Last August the Ravens liked and were excited about a 5-foot-10/170 pound rookie named Tim White. He was a return specialist at Arizona State. White also caught 50 passes in each of his two seasons with Sun Devils. A mid-August thumb injury forced White to the surgery table, and he spent the season on IR. Baltimore had hoped White could make the team as the fifth or sixth WR. Last year was last year and only time will tell how much allegiance the Ravens will have towards the former UDFA. I will not be holding my breath.
There is “jump out the gym” Alshon Jeffery-like potential with Jaleel Scott. There have also been some Kelvin Benjamin/Michael Floyd comparisons. One thing is certain, Scott can go up and get that ball. It is possible you might have thought the same thing about the 2016 WR Prospect from Cal Kenny “high point ninja” Lawler. You have your doubts and rightfully so that Scott may not pan out. Scott did not qualify academically to play big-time college football out of high school. So he had to claw his way to New Mexico State via junior college. He proved his worth in 2017 with 76/1079/9 (14.2 YPC). Scott can be that kind of difference maker in Baltimore, but don’t expect much from him in year one. Instead, you should slowly and quietly buy low on him throughout the season. Brown and Perriman are both set for free agency, and Snead is a plausible cut after 2018. It should open the door up for Scott to see a fantasy-worthy role.

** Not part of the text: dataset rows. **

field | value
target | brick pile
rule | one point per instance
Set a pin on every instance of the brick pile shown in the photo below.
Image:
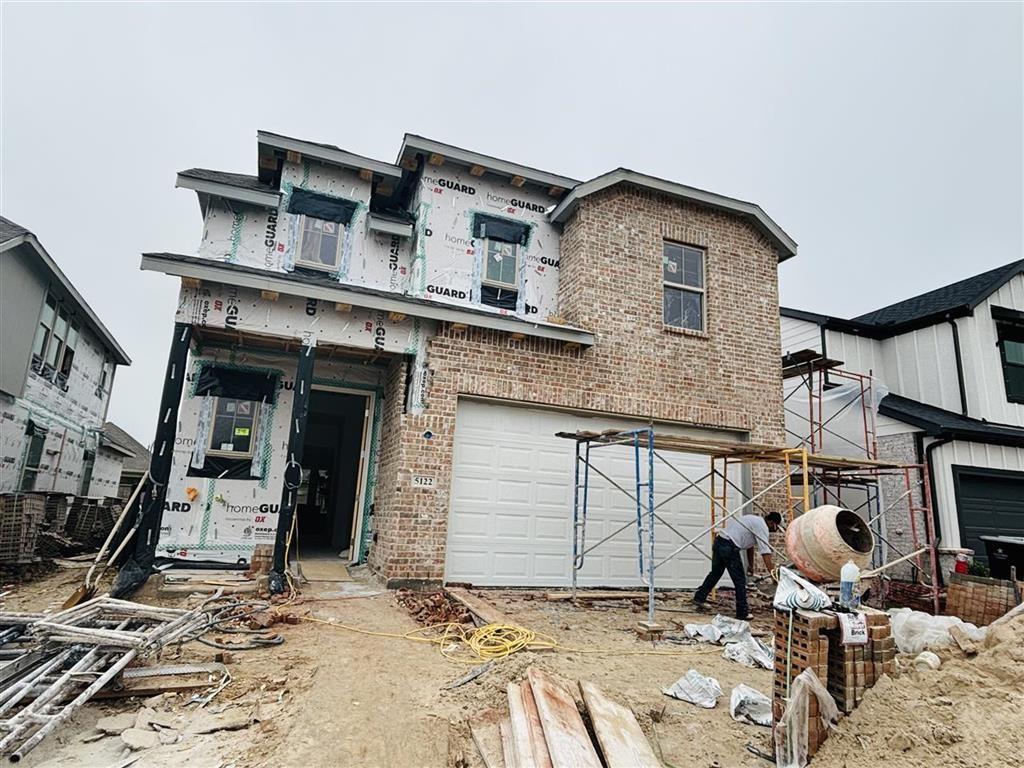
(981, 600)
(847, 671)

After producing 41/620/5 (15.1 YPC) in as a sophomore, Jordan Lasley dropped 69/1264/9 (18.3 YPC) as a junior in 2017. What was even more amazing is that Lasley played in two fewer games his junior at UCLA. I guess a healthy Josh Rosen makes a big difference. The 6-foot-1 200 pound Lasley is aggressive enough versus press man coverage and he forces himself deep very quickly. His eight bench reps did not impress at the combine, but his 4.50 40-time was redeeming. Lasley has a chance to grow into that deep threat player that Ravens always seem to have on the roster. He had incredible chemistry with Rosen in college. Hopefully, he can develop along Lamar Jackson and be a field stretcher.
Every off-season teams grab a few camp bodies to fill out their rosters. The 28-year old former 3rd round pick (68th overall) by the Texans DeVier Posey is one of “those” players. Posey hasn’t played an NFL snap since 12-14-2014. So I am not sure you should consider him at all for any purpose whatsoever. In fact, his mention here merely is out of respect.
Quincy Oludaware Adeboyejo is currently listed as already questionable for the season opener after having surgery to repair an upper-leg muscle. The 6-foot-3/195 pound Ole Miss product produced 106/1454/11 (13.7 YPC) in 38 college games. Adeboyejo was a longshot to make a significant NFL impact, and as for now, things remain the same.
Janarion Grant is 5-foot-11/170 pound return specialist. The UDFA is super shifty and he a chance to impress the Raven Brass at this summer’s rookie mini-camp. In a perfect world, somebody may have Tyreek Hill like aspirations for Grant. I also felt some of the same things then when I watched De’Anthony Thomas at the collegiate level. Grant can be an exploitative mismatch cog in any scheme. In addition to his eight career return TDs, Grant scored six offensive TDs on just 135 touches while at Rutgers. If your league rewards for return yards Grant is someone to add to your watch list. Unfortunately, Grant had only 99 receptions in 45 college games and a bland YPC of 10.7.